After nearly 3 decades of critical technology systems architecture and management involving ongoing industry audits my experience and age knows why my hair has lost some of its color. Much of that lost color comes from security management of third party systems, yes the old dreaded dependencies. Elimination of those third parties is key for one's cyber sanity and hair color yet with technology still in its infancy some cannot distinguish the forest from the trees.
Nothing remains the same as progress moves forward correcting for past mistakes while learning what works and does not along that journey, technology platforms are no exception. Analogously early automobiles lacked safety features as well such as windshield wipers and seatbelts so has the passage of time proved their addition to be valued? Few people today truly understand how things work as nearly all just want the instant fix "pill" to alleviate their issues however this approach cannot work with security. True security is designed in from the foundation and such secure platforms go unseen yet we have an endless list of victims from those insecure systems which have "bolted on" security after the fact. This security change and more is coming to system designs as the entire world is now fully aware of cyber security, or in this case, the lack of it.
Time, the young fail to consider it up until a single moment in their life, while the old reflect on where theirs went. After the reflection of one's time however change becomes obvious.
However... In a world where privacy is constantly being eroded intentionally by governments and private companies, I think this will NEVER, ever reach any consumer grade hardware.
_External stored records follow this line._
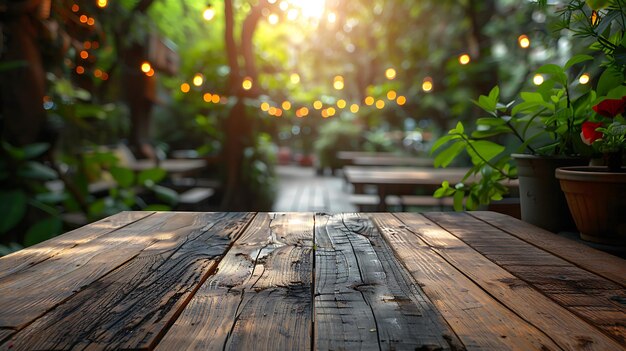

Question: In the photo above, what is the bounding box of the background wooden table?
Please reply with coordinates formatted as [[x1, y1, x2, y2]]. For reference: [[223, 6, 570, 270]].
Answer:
[[0, 212, 626, 350]]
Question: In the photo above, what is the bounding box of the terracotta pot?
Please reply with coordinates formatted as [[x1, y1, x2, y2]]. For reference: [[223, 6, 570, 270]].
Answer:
[[556, 167, 626, 246], [511, 154, 589, 232]]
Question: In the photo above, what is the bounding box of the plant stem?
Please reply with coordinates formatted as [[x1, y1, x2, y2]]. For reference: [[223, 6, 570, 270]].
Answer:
[[456, 134, 515, 179]]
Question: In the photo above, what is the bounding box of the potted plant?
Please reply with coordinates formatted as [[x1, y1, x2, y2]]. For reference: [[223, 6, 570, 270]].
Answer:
[[431, 60, 595, 231], [556, 95, 626, 246]]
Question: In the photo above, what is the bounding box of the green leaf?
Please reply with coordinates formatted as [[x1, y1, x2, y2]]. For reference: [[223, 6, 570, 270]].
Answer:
[[137, 168, 167, 185], [111, 167, 135, 188], [152, 185, 178, 206], [433, 140, 465, 167], [24, 217, 63, 246], [564, 55, 593, 69], [596, 67, 624, 96], [0, 190, 28, 234], [17, 161, 57, 180], [467, 140, 505, 165]]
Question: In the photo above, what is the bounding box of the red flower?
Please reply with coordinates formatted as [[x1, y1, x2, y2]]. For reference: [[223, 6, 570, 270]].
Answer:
[[580, 122, 603, 145], [593, 96, 626, 118]]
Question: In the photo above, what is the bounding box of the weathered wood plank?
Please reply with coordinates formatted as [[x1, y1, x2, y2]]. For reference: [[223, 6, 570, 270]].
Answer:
[[0, 213, 187, 330], [3, 213, 252, 349], [468, 211, 626, 287], [371, 213, 559, 350], [425, 213, 626, 343], [315, 214, 461, 350], [396, 213, 620, 350], [157, 213, 313, 350], [0, 211, 153, 285]]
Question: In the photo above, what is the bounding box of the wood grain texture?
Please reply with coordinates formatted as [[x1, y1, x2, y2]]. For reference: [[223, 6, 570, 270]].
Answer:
[[468, 211, 626, 287], [3, 213, 252, 349], [315, 214, 462, 350], [425, 213, 626, 343], [0, 213, 180, 330], [157, 213, 313, 350], [0, 211, 153, 285], [396, 213, 620, 350], [371, 214, 559, 350]]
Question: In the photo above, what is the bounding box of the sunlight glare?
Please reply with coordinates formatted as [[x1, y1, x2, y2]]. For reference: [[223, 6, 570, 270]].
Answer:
[[289, 0, 326, 18]]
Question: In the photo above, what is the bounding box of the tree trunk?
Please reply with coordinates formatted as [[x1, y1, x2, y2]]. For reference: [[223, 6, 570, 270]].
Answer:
[[0, 1, 47, 146]]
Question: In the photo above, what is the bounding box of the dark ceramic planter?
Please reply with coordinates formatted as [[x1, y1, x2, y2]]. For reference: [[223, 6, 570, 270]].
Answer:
[[511, 154, 589, 233], [556, 167, 626, 246]]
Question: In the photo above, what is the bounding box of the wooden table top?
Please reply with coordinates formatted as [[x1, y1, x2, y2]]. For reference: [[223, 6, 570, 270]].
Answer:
[[0, 212, 626, 350]]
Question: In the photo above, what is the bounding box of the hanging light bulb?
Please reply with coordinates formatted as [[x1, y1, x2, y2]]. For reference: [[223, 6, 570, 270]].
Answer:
[[202, 3, 215, 21]]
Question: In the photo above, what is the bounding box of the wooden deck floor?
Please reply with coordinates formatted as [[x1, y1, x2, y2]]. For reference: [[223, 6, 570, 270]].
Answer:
[[272, 166, 357, 212]]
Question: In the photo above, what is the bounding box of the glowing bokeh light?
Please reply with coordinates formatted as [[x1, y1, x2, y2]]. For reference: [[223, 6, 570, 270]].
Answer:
[[267, 13, 278, 25], [517, 34, 530, 49], [385, 67, 396, 80], [289, 73, 300, 84], [192, 73, 204, 87], [459, 54, 471, 65], [290, 0, 326, 18], [241, 77, 252, 90], [141, 61, 152, 73]]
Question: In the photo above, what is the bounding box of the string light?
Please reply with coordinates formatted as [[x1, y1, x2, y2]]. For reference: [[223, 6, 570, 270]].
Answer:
[[385, 67, 396, 80], [141, 61, 152, 73], [241, 77, 252, 90], [578, 73, 591, 85], [289, 73, 300, 84], [192, 73, 204, 87], [459, 54, 470, 65], [517, 34, 530, 49], [422, 77, 433, 93], [267, 13, 278, 25]]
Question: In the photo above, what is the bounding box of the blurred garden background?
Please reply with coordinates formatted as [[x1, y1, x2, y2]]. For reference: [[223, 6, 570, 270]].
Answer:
[[0, 0, 624, 254]]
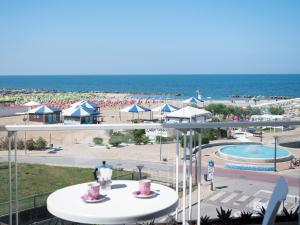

My cynic could envision the technology export ban worldwide in the vein of RSA [0] .
Why would any company offer the customers real out of the box e2e encryption possibilities built into their devices.
DRM was mentioned by another user. This will not be used to enable privacy for the masses.
https://en.wikipedia.org/wiki/Export_of_cryptography_from_th...
If you need to trust the encryption and trust the hardware itself, it may not be suitable for your environment/ threat model.
If computation can happen directly on encrypted data, does that reduce the need for trusted environments like SGX/TEE, or does it mostly complement them?
But when homomorphic encryption becomes efficient, perhaps governments can force companies to apply it (though they would lose their opportunity for backdooring, but E2EE is a thing too so I wouldn't worry too much).
Same here.
Can't wait to KYC myself in order to use a CPU.
2. No, anyone can run the FHE computations anywhere on any hardware if they have the evaluation key (which would also have to be present in any FHE hardware).
I think eGovernment is the main use case: not super high traffic (we're not voting every day), but very high privacy expectations.
It's not related to DRM or trusted computing.
We are not anymore their clients, we are just another product to sell. So, they do not design chips for us but for the benefit of other corporations.
3. Unskippable ads with data gathering at the CPU level.
This hardware won’t make the technique attractive for ALL computation. But, it could dramatically increase the range of applications.
That rules out anything latency-sensitive, but for batch workloads like aggregating encrypted medical records or running simple ML inference on private data it starts to become practical. The real unlock is not raw speed parity but getting FHE fast enough that you can justify the privacy tradeoff for specific regulated workloads.
The PC market was made shitty enough this year, that Mid/High class Mac Pro/laptops are actually often a better value deal now (if and only if your use-case is covered software wise.)
Intel does plan on a RTX + amd64 SoC soon, but still pooched the memory interface with a 30 year old mailbox kludge. Intel probably wont survive this choice without bailouts. =3
It's truly amazing how modern people just blithely sacrifice their privacy and integrity for no good reason. Just to let big tech corporations more efficiently siphon money out of the market. And then they fight you passionately when you call out those companies for being unnecessarily invasive and intrusive.
The four horsemen of the infocalypse are such profoundly reliable boogeymen, we really need a huge psychological study across all modern cultures to see why they're so effective at dismantling rational thought in the general public, and how we can innoculate society against it without damaging other important social behaviors.
Why not when government can just force companies to backdoor their hardware for them. That way users are secure most of the time except from the government (until the backdoor in intel's chips gets discovered anyway), and users have a false sense of security/privacy so people are more likely to share their secrets with corporations and the government gets to spy on people communicating more openly with each other.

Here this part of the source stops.